Re: [PATCH 10/12] hugetlb: batch PMD split for bulk vmemmap dedup

From: Mike Kravetz
Date: Mon Aug 28 2023 - 12:46:58 EST


On 08/28/23 10:42, Joao Martins wrote:
> On 26/08/2023 06:56, kernel test robot wrote:
> > Hi Mike,
> >
> > kernel test robot noticed the following build errors:
> >
> > [auto build test ERROR on next-20230825]
> > [cannot apply to akpm-mm/mm-everything v6.5-rc7 v6.5-rc6 v6.5-rc5 linus/master v6.5-rc7]
> > [If your patch is applied to the wrong git tree, kindly drop us a note.
> > And when submitting patch, we suggest to use '--base' as documented in
> > https://git-scm.com/docs/git-format-patch#_base_tree_information]
> >
> > url: https://github.com/intel-lab-lkp/linux/commits/Mike-Kravetz/hugetlb-clear-flags-in-tail-pages-that-will-be-freed-individually/20230826-030805
> > base: next-20230825
> > patch link: https://lore.kernel.org/r/20230825190436.55045-11-mike.kravetz%40oracle.com
> > patch subject: [PATCH 10/12] hugetlb: batch PMD split for bulk vmemmap dedup
> > config: s390-randconfig-001-20230826 (https://download.01.org/0day-ci/archive/20230826/202308261325.ipTttZHZ-lkp@xxxxxxxxx/config)
> > compiler: clang version 17.0.0 (https://github.com/llvm/llvm-project.git 4a5ac14ee968ff0ad5d2cc1ffa0299048db4c88a)
> > reproduce: (https://download.01.org/0day-ci/archive/20230826/202308261325.ipTttZHZ-lkp@xxxxxxxxx/reproduce)
> >
> > If you fix the issue in a separate patch/commit (i.e. not just a new version of
> > the same patch/commit), kindly add following tags
> > | Reported-by: kernel test robot <lkp@xxxxxxxxx>
> > | Closes: https://lore.kernel.org/oe-kbuild-all/202308261325.ipTttZHZ-lkp@xxxxxxxxx/
> >
> > All error/warnings (new ones prefixed by >>):
> >
>
> [...]
>
> >>> mm/hugetlb_vmemmap.c:698:28: error: use of undeclared identifier 'TLB_FLUSH_ALL'
> > 698 | flush_tlb_kernel_range(0, TLB_FLUSH_ALL);
> > | ^
> > 2 warnings and 1 error generated.
> >
> >
>
> TLB_FLUSH_ALL is x86 only so what I wrote above is wrong in what should be
> architecture independent.
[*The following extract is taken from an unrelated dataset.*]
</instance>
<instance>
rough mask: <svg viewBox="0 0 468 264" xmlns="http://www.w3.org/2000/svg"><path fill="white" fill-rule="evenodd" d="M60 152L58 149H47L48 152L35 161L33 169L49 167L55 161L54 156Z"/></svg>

The way I should have written the global TLB flush is
> to use flush_tlb_all(), which is what is implemented by the arch.
>
> The alternative is to compose a start/end tuple in the top-level optimize-folios
> function as we iterate over folios to remap, and flush via
> flush_tlb_kernel_range(). But this would likely only be relevant on x86 only,
> that is to optimize the flushing of 3 contiguous 2M hugetlb pages (~24 vmemmap
> pages) as that's where the TLB flush ceiling is put (31 pages) for per-page VA
> flush, before falling back to a global TLB flush. Weren't sure of the added
> complexity for dubious benefit thus kept it in global TLB flush.

Thanks Joao.

I added my share of build issues to this RFC as can be seen in the bot
responses to other patches.

My assumption is that these build issues will not prevent people from
looking into and commenting on the bigger performance issue that was the
reason for this series. The build issues would of course be resolved if
there is some concensus that this is the way to move forward to address
this issue. If the build issues are a stumbling block for anyone to
look at this bigger issue, let me know and I will fix them all ASAP.
--
Mike Kravetz